You can use the package udpipe to get your POS data. Udpipe automatically tokenizes punctuation.
Section <- c("If an infusion reaction occurs, interrupt the infusion.")
df <- data.frame(Section, stringAsFactors = FALSE)
library(udpipe)
library(dplyr)
udmodel <- udpipe_download_model(language = "english")
udmodel <- udpipe_load_model(file = udmodel$file_model)
x <- udpipe_annotate(udmodel,
df$Section)
x <- as.data.frame(x)
x %>% select(token, upos)
token upos
1 If SCONJ
2 an DET
3 infusion NOUN
4 reaction NOUN
5 occurs NOUN
6 , PUNCT
7 interrupt VERB
8 the DET
9 infusion NOUN
10 . PUNCT
Now to combine this the result of a previous question you asked.
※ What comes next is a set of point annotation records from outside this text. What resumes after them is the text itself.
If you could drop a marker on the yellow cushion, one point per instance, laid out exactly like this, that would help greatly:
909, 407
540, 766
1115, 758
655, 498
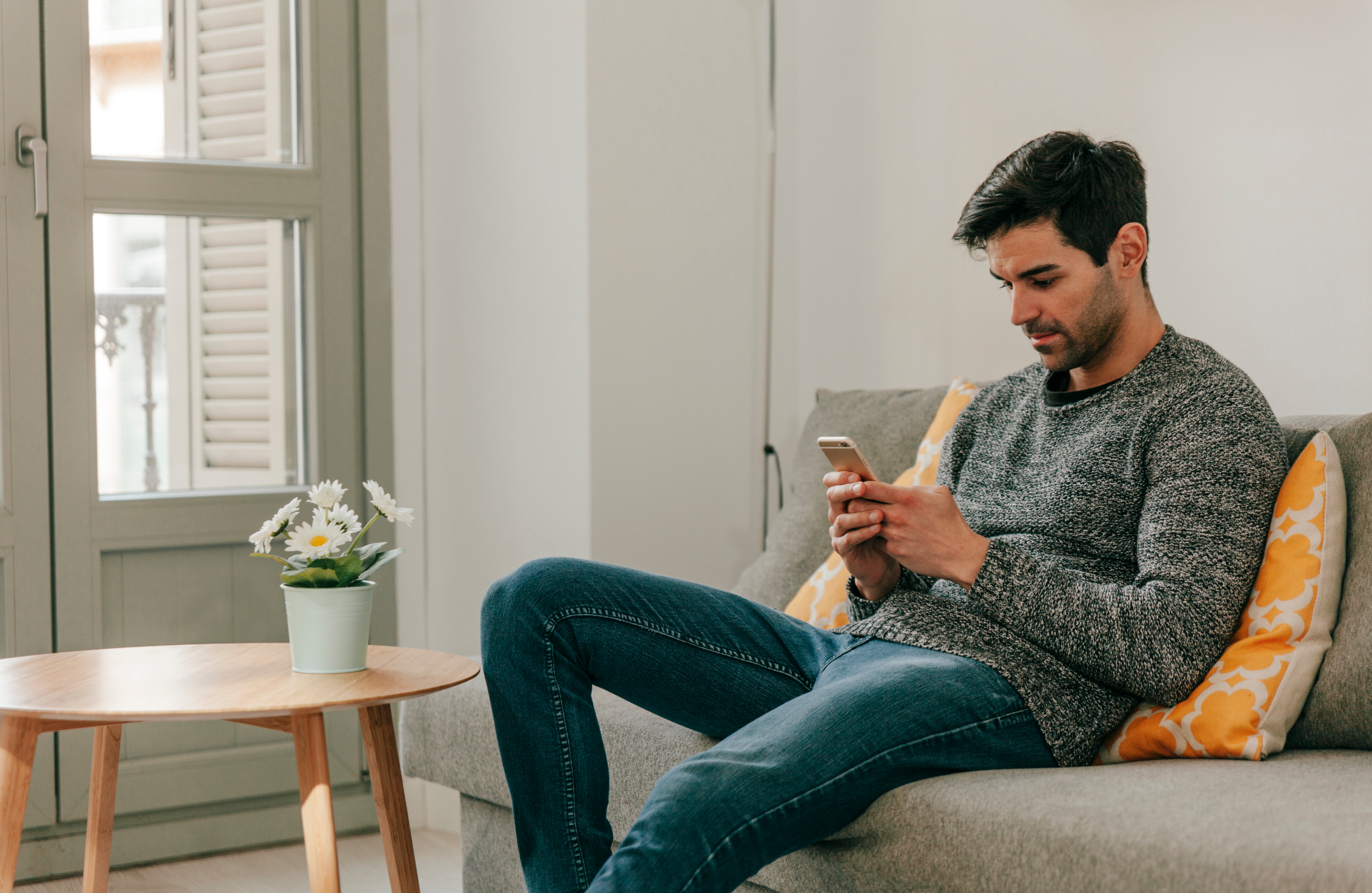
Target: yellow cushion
1255, 693
824, 599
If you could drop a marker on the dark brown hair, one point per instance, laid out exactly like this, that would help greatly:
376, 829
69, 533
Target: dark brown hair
1087, 190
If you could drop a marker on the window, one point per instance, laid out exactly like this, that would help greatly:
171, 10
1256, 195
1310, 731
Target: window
200, 368
195, 79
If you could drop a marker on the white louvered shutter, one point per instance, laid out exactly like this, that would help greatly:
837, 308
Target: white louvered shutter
242, 365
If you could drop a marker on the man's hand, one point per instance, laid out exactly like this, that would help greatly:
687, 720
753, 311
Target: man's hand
917, 527
855, 538
924, 530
I took one of the answers.
library(stringr)
library(purrr)
library(tidyr)
df %>% mutate(
tokens = str_extract_all(Section, "\\w+|[[:punct:]]"),
locations = str_locate_all(Section, "\\w+|[[:punct:]]"),
locations = map(locations, as.data.frame)) %>%
select(-Section) %>%
unnest(tokens, locations) %>%
mutate(POS = purrr::map_chr(tokens, function(x) as.data.frame(udpipe_annotate(udmodel, x = x, tokenizer = "vertical"))$upos))
tokens start end upos
1 If 1 2 SCONJ
2 an 4 5 DET
3 infusion 7 14 NOUN
4 reaction 16 23 NOUN
5 occurs 25 30 NOUN
6 , 31 31 PUNCT
7 interrupt 33 41 VERB
8 the 43 45 DET
9 infusion 47 54 NOUN
10 . 55 55 PUNCT
edit: better solution
But the best solution would be to start from udpipe and then do the rest. Note that I am using stringi instead of stringr package. stringr is based on stringi, but stringi has more options.
x <- udpipe_annotate(udmodel, x = df$Section)
x %>%
as_data_frame %>%
select(token, POSTag = upos) %>% # select needed columns
# add start/end locations
mutate(locations = map(token, function(x) data.frame(stringi::stri_locate(df$Section, fixed = x)))) %>%
unnest
# A tibble: 10 x 4
token POSTag start end
<chr> <chr> <int> <int>
1 If SCONJ 1 2
2 an DET 4 5
3 infusion NOUN 7 14
4 reaction NOUN 16 23
5 occurs NOUN 25 30
6 , PUNCT 31 31
7 interrupt VERB 33 41
8 the DET 43 45
9 infusion NOUN 7 14
10 . PUNCT 55 55